In the present day, amongst women, cervical cancer is the second most common type of cancer in the world, after breast cancer. It affects about 15,800 women in the United States each year, and 5,100 women dies from this disease, according to the American Cancer Society. Risk factors include smoking, infection with human papilloma-virus and the use of contraceptives.

A study by the experts in New York of 80 women who had advanced cervical cancer showed 85% were smokers and the rest had significant exposure to passive smoking, generally through partners who smoked. While nicotine is normally not considered a causative agent, smoking may predispose a woman to the expansion of cervical cancer by lowering her immune surveillance at the cellular level.

Another study, carried out over a period of 10 years, stated that for women infected with the human papilloma-virus, smoking increases the risk of developing pre-cancer or cancer of the cervix.

Researchers studied 2,100 women, ages 16 or older, who were infected with human papilloma-virus and who received their healthcare through Heath Institutes.

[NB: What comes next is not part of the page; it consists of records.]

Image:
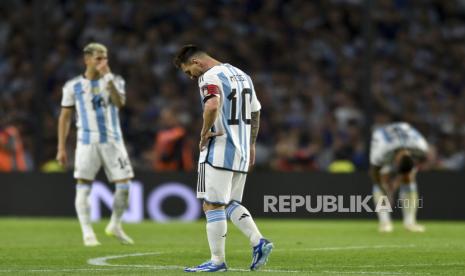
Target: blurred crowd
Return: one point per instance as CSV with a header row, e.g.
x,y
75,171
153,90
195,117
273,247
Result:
x,y
307,60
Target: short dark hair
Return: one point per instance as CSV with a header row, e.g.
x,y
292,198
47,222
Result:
x,y
185,53
406,164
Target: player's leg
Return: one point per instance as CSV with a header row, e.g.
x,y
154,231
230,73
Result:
x,y
87,164
214,186
408,197
119,171
381,199
242,219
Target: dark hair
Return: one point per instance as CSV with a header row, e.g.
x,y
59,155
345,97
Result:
x,y
406,164
185,53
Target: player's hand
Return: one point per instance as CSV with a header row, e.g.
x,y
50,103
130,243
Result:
x,y
252,156
103,68
204,139
62,157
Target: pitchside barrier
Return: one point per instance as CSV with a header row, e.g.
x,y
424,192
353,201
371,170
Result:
x,y
171,196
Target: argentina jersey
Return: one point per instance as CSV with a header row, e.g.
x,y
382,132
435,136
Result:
x,y
387,139
97,119
231,150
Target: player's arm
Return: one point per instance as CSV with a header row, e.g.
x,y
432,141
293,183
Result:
x,y
254,127
375,174
116,96
212,102
115,84
64,123
210,112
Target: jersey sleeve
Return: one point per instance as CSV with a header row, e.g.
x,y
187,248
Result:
x,y
419,142
68,99
255,103
120,85
377,149
209,86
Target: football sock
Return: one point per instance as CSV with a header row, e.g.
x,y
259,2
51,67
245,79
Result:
x,y
409,197
242,219
82,205
216,233
120,203
378,195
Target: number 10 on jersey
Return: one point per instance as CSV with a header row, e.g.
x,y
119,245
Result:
x,y
233,98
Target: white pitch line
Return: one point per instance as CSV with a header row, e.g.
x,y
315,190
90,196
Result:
x,y
102,261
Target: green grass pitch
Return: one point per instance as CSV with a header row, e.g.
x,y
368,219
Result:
x,y
302,247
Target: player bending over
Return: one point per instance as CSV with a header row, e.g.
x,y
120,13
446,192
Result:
x,y
395,149
96,96
231,114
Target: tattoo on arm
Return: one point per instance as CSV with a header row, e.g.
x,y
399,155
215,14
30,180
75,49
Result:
x,y
255,125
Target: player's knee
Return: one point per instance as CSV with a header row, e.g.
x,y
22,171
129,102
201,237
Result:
x,y
122,181
207,206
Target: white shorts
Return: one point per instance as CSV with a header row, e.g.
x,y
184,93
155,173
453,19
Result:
x,y
113,156
219,186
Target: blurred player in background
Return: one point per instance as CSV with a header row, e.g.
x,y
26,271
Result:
x,y
97,96
231,115
395,149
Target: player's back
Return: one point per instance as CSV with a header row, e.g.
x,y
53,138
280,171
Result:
x,y
238,99
387,139
97,118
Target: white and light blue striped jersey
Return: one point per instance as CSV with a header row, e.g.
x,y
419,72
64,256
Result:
x,y
230,151
387,139
97,119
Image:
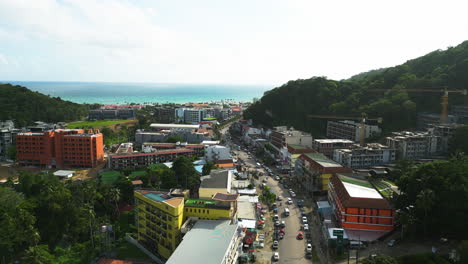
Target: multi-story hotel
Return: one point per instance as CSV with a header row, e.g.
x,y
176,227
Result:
x,y
357,205
60,148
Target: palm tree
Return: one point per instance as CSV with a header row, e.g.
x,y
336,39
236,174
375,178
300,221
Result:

Among those who smoked more than a pack a day, about 8 percent developed a pre-cancerous condition called cervical intra-epithelial neoplasia, grade III, or
CIN3. Or, they developed cancer of the cervix.

The combined rate for pre-cancer and cancer among human papilloma-virus infected women who never smoked was about 3.5 percent. Former smokers had about a 6 percent combined risk.

So to sustain your prolonged healthy life stop smoking right now!